小学校に入ったころ、隣の席の男の子が「昨日の夜、泣いてたよね」と声をかけた。

彼女はまた頷いた。でもそれは、うれしかった。誰かが聞こえていたんだと思った。

だけどそれも、すぐに話題から消えた。

その男の子は、数週間後に転校してしまった。


 



週に一度、スクールカウンセラーの面談がある。

形式的なアンケート。「最近眠れていますか?」「家では誰と過ごしていますか?」

鉛筆の芯がすり減る音だけが教室に響く。


「問題なし」

その文字は、彼女のマイナンバーに紐づけられた健康記録へと送られた。


担任も教頭も「最近ちょっと元気がないですね」と言うが、保護者会では決して話題に出さない。

母親は「思春期でしょうね」と微笑んだ。

誰も、反論できなかった。


 



ある日、彼女は廊下で転んだ。

……ということにされた。


本当は、階段の上から突き飛ばされた。

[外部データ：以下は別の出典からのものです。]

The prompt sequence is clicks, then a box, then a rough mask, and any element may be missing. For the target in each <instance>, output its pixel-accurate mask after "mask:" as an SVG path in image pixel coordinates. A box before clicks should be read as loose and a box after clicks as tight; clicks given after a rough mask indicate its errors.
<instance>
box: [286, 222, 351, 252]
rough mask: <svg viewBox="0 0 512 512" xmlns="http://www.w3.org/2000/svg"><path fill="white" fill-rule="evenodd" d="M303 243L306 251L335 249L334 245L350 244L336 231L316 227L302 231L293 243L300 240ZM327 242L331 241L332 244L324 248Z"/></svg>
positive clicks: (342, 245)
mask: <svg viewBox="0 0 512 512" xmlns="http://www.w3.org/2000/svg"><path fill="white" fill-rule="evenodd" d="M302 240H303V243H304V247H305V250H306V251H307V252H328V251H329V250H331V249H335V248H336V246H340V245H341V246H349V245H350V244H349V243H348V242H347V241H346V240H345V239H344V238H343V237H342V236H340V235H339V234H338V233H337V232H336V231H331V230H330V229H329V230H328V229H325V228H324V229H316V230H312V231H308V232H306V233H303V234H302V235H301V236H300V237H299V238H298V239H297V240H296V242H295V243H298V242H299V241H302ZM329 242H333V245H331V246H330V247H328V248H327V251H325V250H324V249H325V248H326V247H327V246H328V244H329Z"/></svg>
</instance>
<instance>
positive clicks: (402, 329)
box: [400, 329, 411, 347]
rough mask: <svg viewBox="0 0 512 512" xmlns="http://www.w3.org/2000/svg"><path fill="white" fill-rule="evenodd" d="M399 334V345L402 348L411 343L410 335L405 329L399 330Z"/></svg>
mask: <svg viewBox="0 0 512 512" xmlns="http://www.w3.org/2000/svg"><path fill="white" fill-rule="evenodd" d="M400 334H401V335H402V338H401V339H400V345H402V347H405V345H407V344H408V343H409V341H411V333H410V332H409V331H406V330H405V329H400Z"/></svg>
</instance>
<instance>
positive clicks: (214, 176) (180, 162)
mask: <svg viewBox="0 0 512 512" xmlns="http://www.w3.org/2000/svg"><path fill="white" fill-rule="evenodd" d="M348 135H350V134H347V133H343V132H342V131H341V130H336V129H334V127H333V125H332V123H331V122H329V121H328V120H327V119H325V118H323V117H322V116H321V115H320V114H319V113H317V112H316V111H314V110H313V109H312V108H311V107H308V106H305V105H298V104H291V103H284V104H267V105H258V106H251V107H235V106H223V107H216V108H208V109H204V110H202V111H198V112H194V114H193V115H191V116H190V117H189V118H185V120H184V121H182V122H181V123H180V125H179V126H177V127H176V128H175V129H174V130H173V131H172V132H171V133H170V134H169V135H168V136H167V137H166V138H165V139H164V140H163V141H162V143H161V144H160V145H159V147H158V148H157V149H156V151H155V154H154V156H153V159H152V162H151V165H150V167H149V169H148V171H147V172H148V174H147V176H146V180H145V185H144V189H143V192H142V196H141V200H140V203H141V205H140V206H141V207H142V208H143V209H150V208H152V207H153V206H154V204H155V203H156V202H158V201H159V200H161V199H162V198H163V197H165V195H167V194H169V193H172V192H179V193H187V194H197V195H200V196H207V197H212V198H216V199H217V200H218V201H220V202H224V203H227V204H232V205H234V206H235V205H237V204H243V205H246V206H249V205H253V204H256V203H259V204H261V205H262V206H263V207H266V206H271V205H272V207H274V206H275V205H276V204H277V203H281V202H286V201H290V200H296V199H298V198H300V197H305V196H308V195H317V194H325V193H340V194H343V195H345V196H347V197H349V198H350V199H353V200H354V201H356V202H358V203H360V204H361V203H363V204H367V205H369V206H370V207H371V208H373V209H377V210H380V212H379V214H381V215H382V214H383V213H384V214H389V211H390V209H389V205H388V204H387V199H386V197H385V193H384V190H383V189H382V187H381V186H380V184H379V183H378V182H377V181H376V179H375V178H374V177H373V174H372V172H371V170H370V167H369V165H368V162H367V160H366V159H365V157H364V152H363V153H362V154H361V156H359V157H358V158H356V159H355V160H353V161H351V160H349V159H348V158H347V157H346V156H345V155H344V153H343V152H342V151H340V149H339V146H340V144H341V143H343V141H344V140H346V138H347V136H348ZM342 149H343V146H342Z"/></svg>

父の足が背中を蹴り上げたとき、彼女はもう何も感じなかった。


「救急車、呼んだほうがいいですか?」


母親は顔色ひとつ変えず、

「大丈夫です、すぐ立てますから」と言った。


だが彼女は立ち上がらなかった。

気がつけば、救急搬送。

でもその間、彼女は一度も泣かなかった。


 



病院のベッドの上。

小さな心拍が、ゆっくりとしたリズムでモニターに刻まれている。


担当医は表情を曇らせながら、両親に「外傷性の脳浮腫の可能性があります」と伝えた。

だがその説明書の一番下には、小さなチェックボックスがあった。


□ 臓器提供についてのご案内を希望する


母親はペンを握ったまま、しばらく何かを考えていた。

父親は、タバコを吸いに外に出た。


──そして、箱の中に小さく「✔」が記された。